In an opinion by Justice Garcia, the court of appeals affirmed in part and reversed in part. Regarding the claims against Seward, the court determined that Seward went “on-duty” when he made the radio call, thus invoking governmental immunity under § 101.106(f), CPRC. Prior to the radio call, however, the court rulede that a genuine fact issue existed as to whether Seward was acting in the scope of governmental employment or as an employee of a private entity. The court thus reversed the trial court as Seward’s actions prior to the radio call. Similarly, the court ruled that a fact issue existed as to whether Seward was acting as an on-duty officer with governmental immunity prior to the radio call. Upon determination of this fact hinges the question of whether Seward’s employer, Point 2 Point, may be held liable for Seward’s actions, since a private employer cannot be held liable for an off-duty officer’s conduct if the offer was acting as an on-duty officer. The court sent that issue back to the trial court.
As to Home Depot’s vicarious liability, the court of appeals reversed and remanded as to Seward’s actions prior to the radio call. The court stated that Plaintiffs’ claims against Home Depot did not sound in premises liability but in negligence, since the disputed issue was whether Seward acted negligently prior to the radio call. Home Depot further asserted the Firefighter’s Rule, which states that under certain circumstances firefighters and police officers are considered licensees for premises-liability purposes. The court of appeals disagreed, holding that a fact issue existed as to whether Home Depot was aware of a dangerous condition and failed to warn the officers. This finding, in turn, hinges on whether Painter was aware of the dangerous condition created by Juarez and failed to warn the officers.
Turning to Plaintiffs’ negligent undertaking claim against Home Depot, the court of appeals concluded that a fact issue exists as to whether Home Depot exercised reasonable care in ensuring the safety of its premises by contracting with a private security firm. Home Depot argued further that Seward’s on-duty conduct was an intervening and superseding cause of the shootings.

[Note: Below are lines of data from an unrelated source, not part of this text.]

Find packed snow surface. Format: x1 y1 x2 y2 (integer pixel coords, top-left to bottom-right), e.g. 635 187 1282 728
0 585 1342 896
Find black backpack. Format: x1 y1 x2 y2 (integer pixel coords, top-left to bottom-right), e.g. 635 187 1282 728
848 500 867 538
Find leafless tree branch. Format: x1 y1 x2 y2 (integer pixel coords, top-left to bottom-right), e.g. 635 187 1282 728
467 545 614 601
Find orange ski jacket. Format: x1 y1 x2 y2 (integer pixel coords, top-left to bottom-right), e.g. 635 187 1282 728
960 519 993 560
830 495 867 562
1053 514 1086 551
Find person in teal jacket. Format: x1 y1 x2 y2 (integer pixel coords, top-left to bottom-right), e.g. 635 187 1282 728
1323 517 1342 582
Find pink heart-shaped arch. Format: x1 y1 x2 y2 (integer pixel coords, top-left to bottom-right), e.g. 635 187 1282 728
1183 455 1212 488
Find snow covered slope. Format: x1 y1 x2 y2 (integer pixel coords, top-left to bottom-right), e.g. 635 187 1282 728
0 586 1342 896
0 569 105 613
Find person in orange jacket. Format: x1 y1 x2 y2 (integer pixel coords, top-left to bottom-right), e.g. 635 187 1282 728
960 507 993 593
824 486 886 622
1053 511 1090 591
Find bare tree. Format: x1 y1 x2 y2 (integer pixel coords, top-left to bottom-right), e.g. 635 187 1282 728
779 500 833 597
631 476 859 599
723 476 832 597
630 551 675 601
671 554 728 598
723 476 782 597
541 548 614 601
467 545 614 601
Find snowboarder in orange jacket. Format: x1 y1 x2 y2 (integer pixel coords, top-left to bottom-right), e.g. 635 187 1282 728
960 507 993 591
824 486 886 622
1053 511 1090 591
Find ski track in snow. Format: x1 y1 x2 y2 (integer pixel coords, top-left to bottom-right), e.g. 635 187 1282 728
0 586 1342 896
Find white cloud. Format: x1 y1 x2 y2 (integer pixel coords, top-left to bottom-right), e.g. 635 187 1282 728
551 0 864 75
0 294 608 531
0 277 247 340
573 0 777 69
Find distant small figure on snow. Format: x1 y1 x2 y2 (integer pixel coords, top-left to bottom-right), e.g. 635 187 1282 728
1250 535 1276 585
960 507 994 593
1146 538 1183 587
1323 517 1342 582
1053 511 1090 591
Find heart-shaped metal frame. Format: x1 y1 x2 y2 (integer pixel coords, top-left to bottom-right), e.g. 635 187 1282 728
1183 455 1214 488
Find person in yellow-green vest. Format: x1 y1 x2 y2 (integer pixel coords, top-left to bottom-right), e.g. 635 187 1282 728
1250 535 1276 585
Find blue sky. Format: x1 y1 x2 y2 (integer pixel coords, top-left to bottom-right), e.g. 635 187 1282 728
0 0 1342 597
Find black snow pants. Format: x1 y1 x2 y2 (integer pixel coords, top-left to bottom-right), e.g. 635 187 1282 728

The court rejected this argument on the basis that since Home Depot retained the security firm that employed Seward, it could not also contend that Seward acted independently.
Justice Rosenberg dissented. He would have found that Seward met his burden to establish that his conduct was in his scope of employment as a police officer. Specifically, Seward’s conduct prior to using the police radio also served the interests of the police department, thus satisfying the test for governmental immunity enunciated in Garza v. Harrison, 574 S.W.3d 389 (Tex. 2019) (holding that “[c]onduct falls outside the scope of employment when it occurs within an independent course of conduct not intended by the employee to serve any purposes of the [police department] employer”). According to Justice Rosenberg, the majority applied the Garza holding too narrowly and should have upheld the trial court’s dismissal of Seward from the case.
Justice Carlyle concurred in and dissented from the opinion. First, he observed the lack of legal authority cited by the majority to support the conclusion that Seward’s call to check warrants on Juarez constituted a “return to duty.” He also disagreed with the majority’s analysis of the Garza decision and would have found that Seward was acting on behalf of Point 2 Point and Home Depot all along, specifically “protecting a private employer’s property, ejecting trespassers, or enforcing rules or regulations promulgated by the private employer” (quoting Garza at 403).
SCOTX has scheduled oral argument on December 5.
TCJL Intern Geneva Cline provided the research and substantially drafted this article.